Überlebender Zeuge: “Die Ukrainer waren immer da, überall, ohne sie ging nichts in Sobibor”

Mit der Vernehmung des Überlebenden Sobibor-Häftlings Thomas Blatt ist am 19. und 20.01.2010 die Beweisaufnahme vor dem Schwurgericht in München fortgesetzt worden. Der Zeuge, der in dem polnischen Ort Izbica aufgewachsen war, schilderte, wie er Ende April 1943 auf 2 Lastwagen mit ca. 200 Juden in das Vernichtungslager Sobibor verschleppt wurde: “Wir Polen wußten, was in Sobibor auf uns zukommen würde. Von Belzec war ja schon bekannt, daß dort Juden umgebracht wurden. Die SS legte keinen Wert darauf, uns zu täuschen, das machte man nur bei den Transporten aus Deutschland oder Holland, diese Juden ließ man bis zuletzt in dem Glauben, daß sie in ein Arbeitslager gekommen waren”.

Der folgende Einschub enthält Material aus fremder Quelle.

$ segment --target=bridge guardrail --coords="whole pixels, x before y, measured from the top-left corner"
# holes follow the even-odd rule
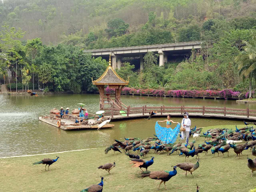
[[[201,107],[192,107],[181,106],[179,107],[166,107],[164,105],[160,107],[150,107],[146,105],[140,107],[131,107],[128,106],[127,108],[117,109],[113,107],[102,108],[105,110],[105,115],[111,115],[114,117],[114,116],[121,115],[120,113],[121,110],[126,112],[127,116],[132,114],[142,114],[142,115],[148,115],[151,111],[156,111],[158,114],[179,113],[181,115],[185,112],[190,113],[202,113],[203,115],[205,114],[214,114],[223,115],[226,116],[227,115],[232,115],[236,116],[244,116],[247,117],[250,116],[256,116],[256,110],[250,110],[249,108],[246,109],[236,109],[227,108],[226,107],[223,108],[207,107],[205,106]]]

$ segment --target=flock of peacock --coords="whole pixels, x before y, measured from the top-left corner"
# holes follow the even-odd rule
[[[199,155],[203,152],[205,152],[205,155],[206,156],[208,151],[211,149],[212,154],[213,155],[213,158],[215,153],[218,153],[219,156],[219,152],[221,152],[222,154],[221,157],[222,158],[224,154],[226,152],[227,152],[227,156],[228,156],[229,150],[231,148],[236,154],[235,158],[239,156],[238,158],[240,159],[240,154],[242,154],[243,151],[250,148],[252,155],[256,156],[256,130],[252,127],[248,127],[247,125],[249,124],[244,123],[246,125],[246,127],[238,129],[236,126],[235,131],[227,129],[215,129],[207,130],[203,134],[201,134],[202,128],[195,127],[191,130],[191,137],[204,137],[209,139],[205,140],[204,143],[199,144],[197,147],[194,145],[196,139],[188,144],[182,143],[183,141],[181,140],[178,143],[173,145],[163,143],[157,137],[149,137],[144,140],[138,138],[124,138],[125,140],[123,141],[115,140],[115,142],[112,145],[106,148],[105,153],[106,154],[108,154],[112,150],[114,155],[116,152],[122,153],[121,151],[123,151],[125,155],[131,158],[130,164],[132,164],[132,167],[139,167],[141,170],[142,172],[138,175],[138,177],[143,178],[148,177],[152,179],[160,180],[158,189],[160,189],[161,184],[164,182],[165,188],[167,190],[165,182],[177,174],[177,167],[186,172],[186,176],[187,176],[187,172],[188,172],[194,177],[192,173],[199,167]],[[241,143],[244,141],[245,143]],[[173,165],[172,166],[173,167],[173,170],[171,171],[150,171],[148,169],[153,164],[155,157],[152,157],[150,160],[148,161],[144,161],[142,159],[144,157],[146,157],[147,154],[150,151],[153,151],[153,153],[157,155],[166,152],[167,156],[170,155],[176,151],[176,153],[180,156],[184,155],[185,163]],[[132,153],[130,152],[131,151],[135,153]],[[195,164],[186,162],[187,158],[188,161],[189,156],[193,157],[196,155],[196,159],[197,159]],[[59,158],[57,157],[55,159],[44,159],[41,161],[34,163],[33,164],[45,164],[45,171],[46,166],[48,164],[49,170],[49,166],[57,161]],[[251,177],[252,177],[253,172],[256,171],[256,158],[253,160],[247,156],[247,166],[251,170]],[[113,164],[107,163],[100,165],[98,168],[105,170],[110,174],[110,171],[115,166],[116,162],[114,161]],[[143,170],[142,168],[145,170]],[[80,192],[102,191],[103,178],[101,176],[101,181],[99,184],[91,185]],[[196,191],[198,192],[199,187],[197,184],[196,186]]]

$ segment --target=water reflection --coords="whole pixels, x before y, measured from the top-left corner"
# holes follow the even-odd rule
[[[131,107],[147,106],[195,106],[205,105],[256,109],[253,104],[237,104],[235,100],[192,98],[156,97],[122,95],[122,101]],[[84,103],[89,113],[99,108],[97,94],[44,95],[37,97],[24,95],[0,95],[0,157],[106,147],[114,139],[125,137],[146,138],[155,133],[157,120],[165,118],[153,117],[113,123],[112,129],[67,131],[39,121],[38,116],[48,114],[53,108],[77,108]],[[148,102],[148,103],[146,103]],[[183,118],[172,119],[180,122]],[[192,126],[239,124],[241,122],[215,119],[191,118]]]

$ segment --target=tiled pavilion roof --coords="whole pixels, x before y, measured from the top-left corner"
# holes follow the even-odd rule
[[[110,56],[109,64],[106,70],[98,79],[92,81],[94,85],[127,85],[129,83],[129,81],[120,77],[112,68]]]

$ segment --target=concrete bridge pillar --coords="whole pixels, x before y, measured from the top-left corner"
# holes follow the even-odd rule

Blatt erinnerte sich, daß auch er zunächst überrascht war, welchen geordneten und gepflegten Eindruck der erste Lagerbereich auf ihn machte: “Ich dachte, Sobibor muß wie eine Hölle aussehen. Menschen in Lumpen, aber es war ganz anders. Es war nicht schmutzig, es war schön, auf der rechten Seite war eine kleine Bahnstation mit Wegweisern. Auf einem Haus stand “Schwalbennest” geschrieben, es gab Blumen an den Wegen”.

Kurz nach der Ankunft war der 14jährige Blatt dann durch den SS-Mann Frenzel als Arbeitshäftling ausgewählt worden und konnte so als Zwangsarbeiter bis zum Aufstand am 14.10.1943 im Vernichtungslager überleben: “Ich mußte an vielen Stellen arbeiten, im Waldkommando, beim Sortieren der Kleider und Verbrennen der Dokumente der Opfer. Auch habe ich Frauen die Haare schneiden müssen, bevor sie ins Gas geschickt wurden”.

An Demjanjuk selbst hat Thomas Blatt, der seit den 1960er Jahren in NS-Verfahren wiederholt als Zeuge ausgesagt hatte, keine Erinnerung: “Ich kann mich nicht einmal an das Gesicht meiner Eltern erinnern. Ich habe nur gesehen, wie die Wachmänner mit den Bajonetten die polnischen Juden vor sich her getrieben haben. Ich habe die blutigen Schuhe der Wachmänner gesehen”. Die Ukrainer, so der Zeuge, seien immer da gewesen, ohne sie sei nichts in Sobibor gegangen.

Auf die Behauptung der Verteidigung, Demjanjuk sei als SS-Wachmann ebenso ein Opfer wie die Arbeitshäftlinge in Sobibor gewesen, entgegnete Blatt, daß die Juden im Gegensatz zu den Trawniki-Männern nicht bewaffnet gewesen seien und jeden Tag mit dem Tod rechnen mußten: “Wer behauptet, wir hätten mit den SS-Wachmännern auf einer Stufe gestanden, ist ein Idiot”.